The biggest challenges benefit from diversity; in thought, experience, demographics, and industry. When these are put to us by clients, Crazy Might Work respond by bringing together diverse inter-industry and inter-disciplinary teams to participate in a collaborative innovation process.
The journey of our participant teams takes in multiple methods such as systems and design thinking, neuroscience, appreciative inquiry, biomimicry, and more. Along the way, they interview extraordinary people to drive their prototype solutions to the next level.
These systems-led collaborations present a unique opportunity for immersion in a world-leading innovation methodology whilst developing new strategic relationships with industry partners. Perhaps the most impactful benefit is that when everyone affected by a challenge is in the room, the things they design are more likely to stand up. That is because they have been co-created by policymakers, academics, end users, and private businesses together.
When to use it?
The best time to turn to cross-sector collaboration is when two things are true:
- System-wide change is needed; and
- These require multi-stakeholder collaboration.
We have used this approach to tackle complex, systemic challenges like residential aged care, mental wellbeing at work, sustainability, access to sport for people with disability and rethinking Type 2 diabetes.

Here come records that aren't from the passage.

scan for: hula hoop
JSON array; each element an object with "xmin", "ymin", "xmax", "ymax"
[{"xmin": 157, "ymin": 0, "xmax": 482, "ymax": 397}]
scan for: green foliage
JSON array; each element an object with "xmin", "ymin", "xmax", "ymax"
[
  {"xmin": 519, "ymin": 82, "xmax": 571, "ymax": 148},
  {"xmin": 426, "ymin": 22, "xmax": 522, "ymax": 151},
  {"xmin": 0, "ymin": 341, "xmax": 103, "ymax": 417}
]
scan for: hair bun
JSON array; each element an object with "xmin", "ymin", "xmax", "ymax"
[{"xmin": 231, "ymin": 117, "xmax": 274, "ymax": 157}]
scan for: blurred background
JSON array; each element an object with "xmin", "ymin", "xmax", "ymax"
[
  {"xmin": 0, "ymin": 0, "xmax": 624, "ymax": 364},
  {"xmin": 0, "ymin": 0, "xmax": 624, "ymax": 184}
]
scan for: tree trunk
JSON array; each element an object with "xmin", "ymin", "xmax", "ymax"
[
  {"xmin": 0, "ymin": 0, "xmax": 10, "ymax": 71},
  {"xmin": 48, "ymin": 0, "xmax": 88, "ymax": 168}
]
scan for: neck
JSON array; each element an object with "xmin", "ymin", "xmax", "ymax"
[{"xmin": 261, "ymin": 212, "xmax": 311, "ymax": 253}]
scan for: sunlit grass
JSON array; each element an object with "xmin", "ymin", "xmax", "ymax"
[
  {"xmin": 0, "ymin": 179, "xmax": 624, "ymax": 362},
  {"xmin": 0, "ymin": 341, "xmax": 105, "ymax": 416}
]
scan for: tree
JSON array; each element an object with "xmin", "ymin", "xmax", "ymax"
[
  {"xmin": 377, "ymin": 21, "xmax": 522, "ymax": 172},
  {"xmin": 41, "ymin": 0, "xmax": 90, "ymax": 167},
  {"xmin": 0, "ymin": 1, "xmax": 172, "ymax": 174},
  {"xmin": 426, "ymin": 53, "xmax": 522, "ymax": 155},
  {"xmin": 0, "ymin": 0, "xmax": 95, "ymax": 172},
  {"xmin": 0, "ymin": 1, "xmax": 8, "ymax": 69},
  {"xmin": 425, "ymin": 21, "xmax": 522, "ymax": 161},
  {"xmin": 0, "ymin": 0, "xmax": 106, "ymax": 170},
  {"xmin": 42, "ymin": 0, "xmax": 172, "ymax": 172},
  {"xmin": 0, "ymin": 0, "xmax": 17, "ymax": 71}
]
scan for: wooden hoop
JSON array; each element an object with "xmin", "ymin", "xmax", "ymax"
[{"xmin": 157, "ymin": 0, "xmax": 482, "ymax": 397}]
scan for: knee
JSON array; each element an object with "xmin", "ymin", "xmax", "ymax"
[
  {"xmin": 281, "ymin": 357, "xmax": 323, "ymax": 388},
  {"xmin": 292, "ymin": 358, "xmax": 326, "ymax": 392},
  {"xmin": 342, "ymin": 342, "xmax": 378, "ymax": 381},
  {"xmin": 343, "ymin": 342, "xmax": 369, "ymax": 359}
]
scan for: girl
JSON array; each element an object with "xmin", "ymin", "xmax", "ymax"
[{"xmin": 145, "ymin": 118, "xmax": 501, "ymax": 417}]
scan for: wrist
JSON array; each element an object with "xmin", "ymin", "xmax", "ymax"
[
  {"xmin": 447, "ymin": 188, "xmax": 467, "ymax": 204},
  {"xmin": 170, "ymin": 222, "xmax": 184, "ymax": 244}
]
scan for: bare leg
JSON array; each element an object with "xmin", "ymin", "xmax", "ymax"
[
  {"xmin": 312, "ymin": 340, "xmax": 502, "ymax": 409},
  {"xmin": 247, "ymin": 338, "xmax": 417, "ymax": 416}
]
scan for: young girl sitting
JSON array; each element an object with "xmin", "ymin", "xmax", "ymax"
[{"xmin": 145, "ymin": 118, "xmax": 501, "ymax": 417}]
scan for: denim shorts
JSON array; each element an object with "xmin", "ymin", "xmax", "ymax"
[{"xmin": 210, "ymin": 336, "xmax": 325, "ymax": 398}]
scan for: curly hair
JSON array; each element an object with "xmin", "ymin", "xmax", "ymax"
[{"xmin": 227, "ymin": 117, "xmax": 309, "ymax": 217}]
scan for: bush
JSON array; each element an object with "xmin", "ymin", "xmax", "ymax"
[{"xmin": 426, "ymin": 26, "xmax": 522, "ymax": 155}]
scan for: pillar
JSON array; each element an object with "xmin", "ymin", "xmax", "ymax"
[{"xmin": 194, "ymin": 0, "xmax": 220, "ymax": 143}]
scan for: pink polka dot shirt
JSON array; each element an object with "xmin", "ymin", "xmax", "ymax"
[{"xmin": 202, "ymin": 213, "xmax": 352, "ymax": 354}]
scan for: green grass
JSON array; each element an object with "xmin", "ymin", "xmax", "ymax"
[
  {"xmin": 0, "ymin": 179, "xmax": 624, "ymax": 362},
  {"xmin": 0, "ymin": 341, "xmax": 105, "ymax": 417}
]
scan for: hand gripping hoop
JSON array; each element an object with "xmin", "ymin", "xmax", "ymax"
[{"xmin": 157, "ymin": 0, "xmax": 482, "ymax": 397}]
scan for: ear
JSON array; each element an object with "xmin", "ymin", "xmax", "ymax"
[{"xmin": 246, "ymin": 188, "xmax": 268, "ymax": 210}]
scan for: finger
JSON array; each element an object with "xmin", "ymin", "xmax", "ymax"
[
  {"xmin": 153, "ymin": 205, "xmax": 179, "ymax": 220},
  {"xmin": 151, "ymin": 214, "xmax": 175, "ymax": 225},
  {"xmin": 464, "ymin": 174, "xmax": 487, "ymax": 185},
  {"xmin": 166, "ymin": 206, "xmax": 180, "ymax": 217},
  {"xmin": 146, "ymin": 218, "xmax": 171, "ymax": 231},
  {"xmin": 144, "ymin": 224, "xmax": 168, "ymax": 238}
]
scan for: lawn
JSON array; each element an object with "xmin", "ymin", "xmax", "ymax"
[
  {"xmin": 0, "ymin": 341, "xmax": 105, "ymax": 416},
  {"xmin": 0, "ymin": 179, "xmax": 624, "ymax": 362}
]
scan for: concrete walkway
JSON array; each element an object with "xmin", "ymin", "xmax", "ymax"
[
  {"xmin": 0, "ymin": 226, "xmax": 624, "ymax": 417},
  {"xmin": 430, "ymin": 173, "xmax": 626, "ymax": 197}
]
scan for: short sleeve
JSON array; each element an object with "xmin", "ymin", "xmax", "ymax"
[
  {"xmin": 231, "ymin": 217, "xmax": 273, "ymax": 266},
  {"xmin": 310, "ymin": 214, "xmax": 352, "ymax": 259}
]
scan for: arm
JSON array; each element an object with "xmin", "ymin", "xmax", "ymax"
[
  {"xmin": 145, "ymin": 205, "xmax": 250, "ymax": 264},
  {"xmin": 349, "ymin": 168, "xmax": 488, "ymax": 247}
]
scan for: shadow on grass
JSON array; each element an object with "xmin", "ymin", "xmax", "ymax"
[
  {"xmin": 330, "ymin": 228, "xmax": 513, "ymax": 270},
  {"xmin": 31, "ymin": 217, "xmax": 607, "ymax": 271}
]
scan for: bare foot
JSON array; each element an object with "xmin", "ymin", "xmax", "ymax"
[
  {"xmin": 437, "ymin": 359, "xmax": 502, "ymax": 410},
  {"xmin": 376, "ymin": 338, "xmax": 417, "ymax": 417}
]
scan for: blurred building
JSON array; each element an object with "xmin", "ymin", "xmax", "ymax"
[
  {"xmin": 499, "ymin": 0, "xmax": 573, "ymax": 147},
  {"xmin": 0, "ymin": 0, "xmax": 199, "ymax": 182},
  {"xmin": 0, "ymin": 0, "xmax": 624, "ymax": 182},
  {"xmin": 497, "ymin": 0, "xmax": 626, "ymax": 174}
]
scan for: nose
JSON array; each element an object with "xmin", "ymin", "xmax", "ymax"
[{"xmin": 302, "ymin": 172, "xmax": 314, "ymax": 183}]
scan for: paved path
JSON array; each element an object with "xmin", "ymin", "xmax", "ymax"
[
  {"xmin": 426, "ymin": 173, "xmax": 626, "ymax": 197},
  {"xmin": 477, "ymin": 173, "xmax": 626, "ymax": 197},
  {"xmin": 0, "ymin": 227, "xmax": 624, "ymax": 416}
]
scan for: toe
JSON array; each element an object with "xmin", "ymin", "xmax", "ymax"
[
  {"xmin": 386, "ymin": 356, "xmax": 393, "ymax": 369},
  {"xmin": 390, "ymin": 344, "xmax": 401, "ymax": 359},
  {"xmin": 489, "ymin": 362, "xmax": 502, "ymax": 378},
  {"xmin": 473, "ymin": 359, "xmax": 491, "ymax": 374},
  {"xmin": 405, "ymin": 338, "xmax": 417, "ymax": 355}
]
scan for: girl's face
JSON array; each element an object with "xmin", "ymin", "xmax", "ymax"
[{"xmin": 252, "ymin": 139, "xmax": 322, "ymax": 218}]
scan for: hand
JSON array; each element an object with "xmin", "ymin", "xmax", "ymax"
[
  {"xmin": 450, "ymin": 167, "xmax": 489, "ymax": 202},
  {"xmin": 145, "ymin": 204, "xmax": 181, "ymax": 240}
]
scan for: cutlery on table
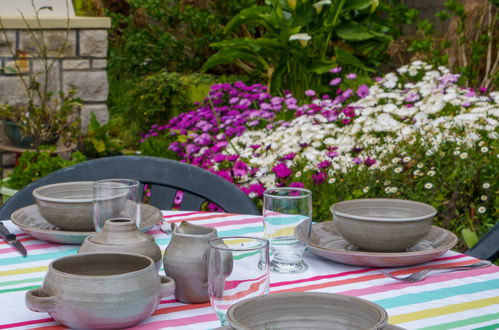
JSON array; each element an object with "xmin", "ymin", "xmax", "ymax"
[
  {"xmin": 0, "ymin": 221, "xmax": 27, "ymax": 257},
  {"xmin": 380, "ymin": 260, "xmax": 492, "ymax": 282}
]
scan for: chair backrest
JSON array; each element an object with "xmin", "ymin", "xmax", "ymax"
[
  {"xmin": 0, "ymin": 155, "xmax": 260, "ymax": 219},
  {"xmin": 466, "ymin": 221, "xmax": 499, "ymax": 262}
]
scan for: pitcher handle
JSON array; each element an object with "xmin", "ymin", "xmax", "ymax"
[
  {"xmin": 159, "ymin": 275, "xmax": 175, "ymax": 298},
  {"xmin": 25, "ymin": 288, "xmax": 57, "ymax": 313}
]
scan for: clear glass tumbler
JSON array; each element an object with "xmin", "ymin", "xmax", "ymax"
[
  {"xmin": 208, "ymin": 236, "xmax": 269, "ymax": 326},
  {"xmin": 92, "ymin": 178, "xmax": 141, "ymax": 232},
  {"xmin": 263, "ymin": 187, "xmax": 312, "ymax": 273}
]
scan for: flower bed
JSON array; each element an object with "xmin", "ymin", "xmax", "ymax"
[{"xmin": 141, "ymin": 61, "xmax": 498, "ymax": 249}]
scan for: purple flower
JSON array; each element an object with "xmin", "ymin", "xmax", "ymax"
[
  {"xmin": 289, "ymin": 182, "xmax": 305, "ymax": 188},
  {"xmin": 272, "ymin": 163, "xmax": 292, "ymax": 178},
  {"xmin": 213, "ymin": 154, "xmax": 227, "ymax": 163},
  {"xmin": 195, "ymin": 133, "xmax": 212, "ymax": 146},
  {"xmin": 305, "ymin": 90, "xmax": 316, "ymax": 97},
  {"xmin": 346, "ymin": 73, "xmax": 357, "ymax": 79},
  {"xmin": 329, "ymin": 78, "xmax": 342, "ymax": 86},
  {"xmin": 233, "ymin": 161, "xmax": 248, "ymax": 177},
  {"xmin": 352, "ymin": 157, "xmax": 362, "ymax": 164},
  {"xmin": 283, "ymin": 153, "xmax": 296, "ymax": 160},
  {"xmin": 405, "ymin": 92, "xmax": 420, "ymax": 103},
  {"xmin": 364, "ymin": 157, "xmax": 377, "ymax": 167},
  {"xmin": 317, "ymin": 160, "xmax": 331, "ymax": 169},
  {"xmin": 330, "ymin": 67, "xmax": 342, "ymax": 73},
  {"xmin": 356, "ymin": 84, "xmax": 369, "ymax": 98},
  {"xmin": 227, "ymin": 154, "xmax": 239, "ymax": 162},
  {"xmin": 479, "ymin": 87, "xmax": 487, "ymax": 93},
  {"xmin": 312, "ymin": 172, "xmax": 327, "ymax": 185},
  {"xmin": 248, "ymin": 183, "xmax": 266, "ymax": 197}
]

In each case, we brought public and private stakeholders, academics, regulators and corporations together to understand the complexities and co-design solutions together.
Success Story
Mission
Crazy Might Work were engaged by academics from a leading University in inclusivity. The mission was to increase participation in sport and recreation for people with disability. We designed and delivered a program to drive a collective effort to transform the active recreation sector—harnessing the collective expertise and research capability alongside partners from industry and the community.
Solution
Ten teams generated fresh ideas that reshaped thinking around inclusivity in sport and recreation. Each team comprised policymakers, academics, private businesses, and people with disabilities. They joined in a thinktank setting to brainstorm, develop and pitch concepts designed to transform people’s lives and the sector itself.
Results
This 10 week process was delivered, almost entirely, online with considerable adaptation to make sure the experience was inclusive and stimulating for everyone involved. Several of these prototypes have gone on to be implemented and the academic leaders launched an innovation lab to continue momentum on the collaborations and ideas developed.